Maxime, le frère de Laura, a été renvoyé du domicile conjugale, sa femme ayant découvert son infidélité. Il n'a nulle part où aller...
En outre, le père de Laura, disparu depuis de nombreuses années, refait surface...
L'année sabbatique de Laura promet d'être mouvementée.

Critique:
Assez souvent, les auteurs qui s'essaient à nous faire rire se plantent magistralement.
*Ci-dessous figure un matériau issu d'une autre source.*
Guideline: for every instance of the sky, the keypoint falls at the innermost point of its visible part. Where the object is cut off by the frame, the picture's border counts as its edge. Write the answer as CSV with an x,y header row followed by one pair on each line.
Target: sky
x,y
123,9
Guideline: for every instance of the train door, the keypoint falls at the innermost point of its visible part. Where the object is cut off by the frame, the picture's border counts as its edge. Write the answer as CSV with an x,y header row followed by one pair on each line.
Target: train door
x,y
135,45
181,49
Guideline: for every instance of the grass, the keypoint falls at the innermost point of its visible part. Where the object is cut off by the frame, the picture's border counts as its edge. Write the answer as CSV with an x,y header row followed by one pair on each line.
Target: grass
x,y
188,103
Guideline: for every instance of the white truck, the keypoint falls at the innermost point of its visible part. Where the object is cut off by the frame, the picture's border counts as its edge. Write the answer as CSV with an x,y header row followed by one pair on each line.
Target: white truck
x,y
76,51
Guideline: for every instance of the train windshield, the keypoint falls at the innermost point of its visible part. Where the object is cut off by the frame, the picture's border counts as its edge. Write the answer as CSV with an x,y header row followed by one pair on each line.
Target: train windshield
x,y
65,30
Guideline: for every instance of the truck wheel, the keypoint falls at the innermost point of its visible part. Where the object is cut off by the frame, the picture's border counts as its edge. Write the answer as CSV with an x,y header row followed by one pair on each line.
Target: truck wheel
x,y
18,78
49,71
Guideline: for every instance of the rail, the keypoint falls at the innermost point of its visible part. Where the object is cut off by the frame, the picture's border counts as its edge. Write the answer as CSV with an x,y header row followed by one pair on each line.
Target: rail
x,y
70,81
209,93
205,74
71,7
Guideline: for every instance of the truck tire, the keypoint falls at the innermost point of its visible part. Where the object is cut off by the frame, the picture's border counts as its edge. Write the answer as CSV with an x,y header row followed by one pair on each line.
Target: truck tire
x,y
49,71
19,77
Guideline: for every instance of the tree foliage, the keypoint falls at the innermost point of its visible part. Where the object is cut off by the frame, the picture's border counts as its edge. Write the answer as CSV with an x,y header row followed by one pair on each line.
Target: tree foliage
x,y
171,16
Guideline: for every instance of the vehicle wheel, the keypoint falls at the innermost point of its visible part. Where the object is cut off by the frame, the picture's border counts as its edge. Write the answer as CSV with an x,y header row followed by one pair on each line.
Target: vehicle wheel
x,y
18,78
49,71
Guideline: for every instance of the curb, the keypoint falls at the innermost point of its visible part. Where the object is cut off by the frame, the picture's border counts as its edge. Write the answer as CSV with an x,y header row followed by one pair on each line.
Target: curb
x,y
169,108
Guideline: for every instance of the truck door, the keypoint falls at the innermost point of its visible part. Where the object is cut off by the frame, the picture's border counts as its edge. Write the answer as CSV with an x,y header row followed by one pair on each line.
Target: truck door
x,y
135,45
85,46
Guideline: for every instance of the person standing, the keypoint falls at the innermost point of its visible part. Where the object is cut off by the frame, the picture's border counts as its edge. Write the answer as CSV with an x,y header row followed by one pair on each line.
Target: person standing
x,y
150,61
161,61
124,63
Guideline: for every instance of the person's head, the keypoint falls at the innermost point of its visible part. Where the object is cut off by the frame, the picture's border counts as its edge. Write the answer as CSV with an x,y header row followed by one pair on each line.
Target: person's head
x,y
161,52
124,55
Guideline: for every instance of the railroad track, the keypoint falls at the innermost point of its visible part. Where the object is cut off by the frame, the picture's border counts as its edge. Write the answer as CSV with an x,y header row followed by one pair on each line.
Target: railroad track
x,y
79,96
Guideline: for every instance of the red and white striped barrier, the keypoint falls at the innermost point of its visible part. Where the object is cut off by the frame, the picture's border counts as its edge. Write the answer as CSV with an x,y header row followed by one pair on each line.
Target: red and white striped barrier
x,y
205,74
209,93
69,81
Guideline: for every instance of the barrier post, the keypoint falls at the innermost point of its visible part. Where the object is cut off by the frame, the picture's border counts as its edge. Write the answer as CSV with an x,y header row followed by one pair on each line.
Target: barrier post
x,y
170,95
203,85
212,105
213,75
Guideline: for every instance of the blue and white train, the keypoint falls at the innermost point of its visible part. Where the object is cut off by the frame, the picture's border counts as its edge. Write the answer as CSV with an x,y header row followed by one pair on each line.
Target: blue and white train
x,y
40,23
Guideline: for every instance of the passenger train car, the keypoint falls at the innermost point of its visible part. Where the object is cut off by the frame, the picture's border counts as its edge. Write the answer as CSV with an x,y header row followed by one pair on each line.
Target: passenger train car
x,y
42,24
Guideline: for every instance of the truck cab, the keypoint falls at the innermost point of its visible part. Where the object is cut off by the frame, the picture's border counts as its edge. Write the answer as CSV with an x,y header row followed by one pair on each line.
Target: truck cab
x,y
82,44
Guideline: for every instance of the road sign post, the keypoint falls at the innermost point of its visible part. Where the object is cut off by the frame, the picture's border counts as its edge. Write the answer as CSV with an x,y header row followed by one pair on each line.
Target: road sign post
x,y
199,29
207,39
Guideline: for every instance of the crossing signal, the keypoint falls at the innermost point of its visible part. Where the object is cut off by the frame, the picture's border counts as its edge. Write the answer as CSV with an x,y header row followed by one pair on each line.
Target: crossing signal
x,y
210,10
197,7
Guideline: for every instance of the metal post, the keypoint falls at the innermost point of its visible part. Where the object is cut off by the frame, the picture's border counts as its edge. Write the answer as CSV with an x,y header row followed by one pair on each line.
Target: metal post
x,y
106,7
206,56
Leurs ficelles sont trop grosses, certaines sont répétées à outrance, bref, c'est souvent raté. Ici, je n'irai pas dire que je me suis tordue de rire, mais les situations sont cocasses, et les personnages attachants. Bien sûr, les hésitations de Grégoire le rendent moins crédible, mais dans l'ensemble, toutes les situations décrites sont amusantes. On pourrait objecter que l'auteur présente certaines choses d'une manière donnée exprès pour qu'on en rie, et que c'est un peu gros... par exemple, le chat mangeant les hormones de Grégoire, ou Louise écrivant un roman pour décrire tout ce que ses parents lui ont fait subir, Grégoire sortant "déguisé" en femme, le prénom féminin qu'a choisi ledit Grégoire, la décision finale de la propriétaire de Laura... Soit, mais la plupart des anecdotes de la vie de ces personnages est bien racontée, et plaisante à lire. Un livre de ce genre fait plaisir, car il est détendant sans être agaçant, comme ces livres qui se veulent amusants et sont lourds.
De plus, Béatrice Shalit s'ingénie à inventer des situations qui, énoncées, semblent plutôt négatives, et les tourne de telle façon que l'on ne peut qu'en rire: le père de Laura a commis des actes répréhensibles, Louise est en pleine révolte, la maison de Laura est envahie, Maxime a trompé sa femme avec une jeunette et doit en subir les conséquences...

Ma critique n'est pas très longue, car je ne peux pas trop en dire pour ne pas trop en dévoiler. Je suis restée floue, et ne suis pas entrée dans les détails pour vous laisser le plaisir de la découverte. Sachez seulement que je vous recommande ce livre si vous voulez vous détendre.

Éditeur: Julliard.
La version audio que j'ai entendue a été enregistrée par Suzanne Walsh pour la Ligue Braille.